AXIS Capital Prices $400 Million Of 6.875% Series C Preferred Shares

AXIS Capital Holdings Limited (“AXIS Capital”) (NYSE: AXS) today announced that it has priced an offering of 16,000,000 shares of 6.875% Series C Preferred Shares, par value $0.0125 per share and a liquidation preference of $25.00 per share (or $400,000,000 in aggregate liquidation preference). The offering was made pursuant to an effective shelf registration statement and is expected to close on March 19, 2012, subject to customary closing conditions.

Dividends on the 6.875% Series C Preferred Shares will be payable on a non-cumulative basis only when, as and if declared by our board of directors at a rate equal to 6.875% of the liquidation preference per annum (equivalent to $1.71875 per share).

AXIS Capital has applied to list the 6.875% Series C Preferred Shares on the New York Stock Exchange under the symbol “AXSprC.”
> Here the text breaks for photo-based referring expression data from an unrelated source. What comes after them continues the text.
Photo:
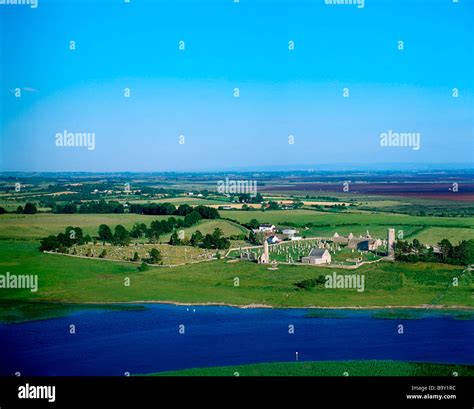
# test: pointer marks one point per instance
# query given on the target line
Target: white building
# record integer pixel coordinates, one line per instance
(317, 256)
(289, 232)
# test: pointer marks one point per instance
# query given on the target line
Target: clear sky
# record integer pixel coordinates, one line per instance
(234, 45)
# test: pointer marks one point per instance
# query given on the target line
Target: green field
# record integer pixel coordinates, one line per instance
(433, 235)
(429, 230)
(330, 368)
(37, 226)
(69, 279)
(302, 217)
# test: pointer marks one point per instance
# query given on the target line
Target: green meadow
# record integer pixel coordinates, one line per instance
(76, 280)
(330, 368)
(37, 226)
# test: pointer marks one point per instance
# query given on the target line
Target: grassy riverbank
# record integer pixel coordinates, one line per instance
(330, 368)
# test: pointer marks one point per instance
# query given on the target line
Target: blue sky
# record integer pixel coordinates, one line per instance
(229, 45)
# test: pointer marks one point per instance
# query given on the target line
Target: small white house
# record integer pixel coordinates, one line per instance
(267, 228)
(289, 232)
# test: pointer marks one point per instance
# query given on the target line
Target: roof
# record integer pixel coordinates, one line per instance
(318, 253)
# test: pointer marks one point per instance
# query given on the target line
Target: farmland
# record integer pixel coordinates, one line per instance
(77, 280)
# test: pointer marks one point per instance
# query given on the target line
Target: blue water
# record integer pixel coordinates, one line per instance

AXIS Capital intends to use the net proceeds from the offering and cash on hand to repurchase any and all of its outstanding 7.50% Series B Preferred Shares pursuant to its previously announced tender offer and to redeem a portion of its outstanding Series A Preferred Shares following consummation of the offering.

In no event will the information contained in this press release regarding the 6.875% Series C Preferred Shares constitute an offer to sell or a solicitation of an offer to buy any 6.875% Series C Preferred Shares or any other securities of AXIS Capital, nor shall there be any sale of the 6.875% Series C Preferred Shares in any jurisdiction in which the offer or sale is not permitted. This offering may be made only by means of the preliminary prospectus. You may obtain a copy of the preliminary prospectus and the final prospectus, when available, from the SEC website at Alternatively, the underwriter will arrange to send you these documents if you request them by contacting Wells Fargo Securities, LLC at 1525 West W.T. Harris Boulevard, NC0675, Charlotte, NC 28262, Attention: Syndicate Operations, by calling toll-free: (800) 326-5897 or by emailing:, Attention: Syndicate Operations.

The previously announced tender offer is being made pursuant to the Offer to Purchase dated March 12, 2012 and the related Letter of Transmittal. Under no circumstances shall this press release constitute an offer to buy or the solicitation of an offer to sell AXIS Capital’s 7.50% Series B Preferred Shares.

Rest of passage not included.